元の世界のアイテムが異世界で高価に売れるのはよくある話だ。そもそも文化が違えば作られる道具も違う。俺のライターはさぞ希少で高価になると想像できる。
「火が!? お、お客さんそんなマジックアイテム見たことありませんよ。どこでそいつを。」
まさかこんな身なりをした奴が高価なものを売りに来るとは思っていなかったようで驚愕の表情を浮かべ視線が固まった。おそらく奴の頭の中ではお金の計算で絶賛フル回転中だろう。
「俺が作ったものだからな。見たことがなくて当然だ。」
こう答えてやれば俺といい関係を築ければこの珍しい道具をまた売ってもらえると相手に思わせる。
これで足元を見てくるようなことはなくなると期待したい。
「なるほど。でしたら金貨3枚でどうでしょう?」
最初の提示額はおおよそ低めに設定されている。元の世界でもそうだった。
だからとりあえず強気に他を当たると鎌をかけてみた。
「そうか…… 。あなたとは長い付き合いはできなさそうだ。ほかの店を当たるとしよう。」
「ま、ま、待ってください! 申し訳ありません。よく見たら金貨100枚の価値があります!!」
まさかの返答とばかりに慌てて小走りで店のドアの前で通せんぼするようにでかい図体で壁を作った。
そして額から脂汗をだらだら流しながら買取金額を上げてきた。
正直その上がり様に俺も驚いていた。この世界に紙幣価値はわからないが3枚が200枚だ。増えすぎだろう。

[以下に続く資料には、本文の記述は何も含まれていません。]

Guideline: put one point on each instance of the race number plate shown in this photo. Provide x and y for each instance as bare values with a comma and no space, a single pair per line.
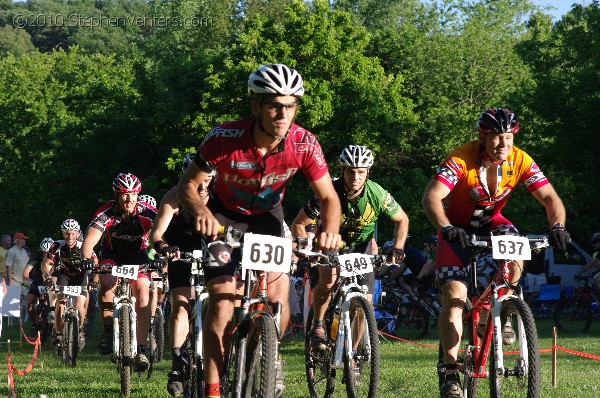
126,271
266,253
508,247
72,290
355,264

てかこいつ俺なら3枚でも買うと思ってたのか。馬鹿にしやがって。
この店主の狡猾さは理解した。ならば次の手は店主の不誠実な対応を責めるべきだ。
「ほう、見間違いね。あなたの力量はその程度ということか。ならばこの取引はここまでだな。」
「わ、わかりました。私の不実な対応を込みで金貨200枚でお願いします。これ以上の額はほかの店では出せない金額のはずです。」
「店主の誠意はわかった。ここで売らせてもらおう。」
もう少し高い値に釣り上げてもよかったが俺もこれが売れなければ今日の宿もない状況だ。
ここら辺で手を打っておくことにする。欲を出しすぎると痛い目に合うからな。
「ほ、本当ですか!? ありがとうございます。
それにしてもお客様は駆け引きが上手でいらっしゃる。これでも私はこの町一番の商人なのです。その私が赤字ギリギリの値で売りつけられるとは思いませんでした。どこかで商人をされていたのでしょうか?」
「なに相手の表情を読むのに長けているだけだよ。」
とりあえず強気で攻めたら思いのほか値が上がっただけだがな!
「表情ですか。私もまだまだ修行が足りませんね。ビジネスな関係で本音を見透かされてしまうなんて愚の骨頂です。」
「どうぞ。」と金貨入りの袋が手渡され俺は店を後にした。
店を出ると腕に抱えたコトハがブルブル震えながら金貨の袋を指さして言った。
「金貨に、にひゃくまい……。 金貨3枚からそんな大金になるなんて。私なんて途中で気を失ってしまいましたよ!」
そういえば最初はごそごそ動いてたのに途中静かだったのは気絶してたのかよ。
「あ、やっぱり結構な大金なのか?」
「うすうすわかってないんじゃないかって思ってましたけど本当に価値もわかってなくてあんな駆け引きしてたんですね。この額だったら一生遊んで暮らしてもお釣りが来ますよ。王国の収入の1年分ですからね。」
「いまいちピンとこないが大金なのはわかった。とりあえず宿探そうぜ。もう疲れた。お前重いんだよ。」
「だったら早く降してくれればいいじゃないですか! 」
だってね。お前降ろしたら逃げそうだからな…… 。俺だって腕痛いから早く降したいのよ。本当に。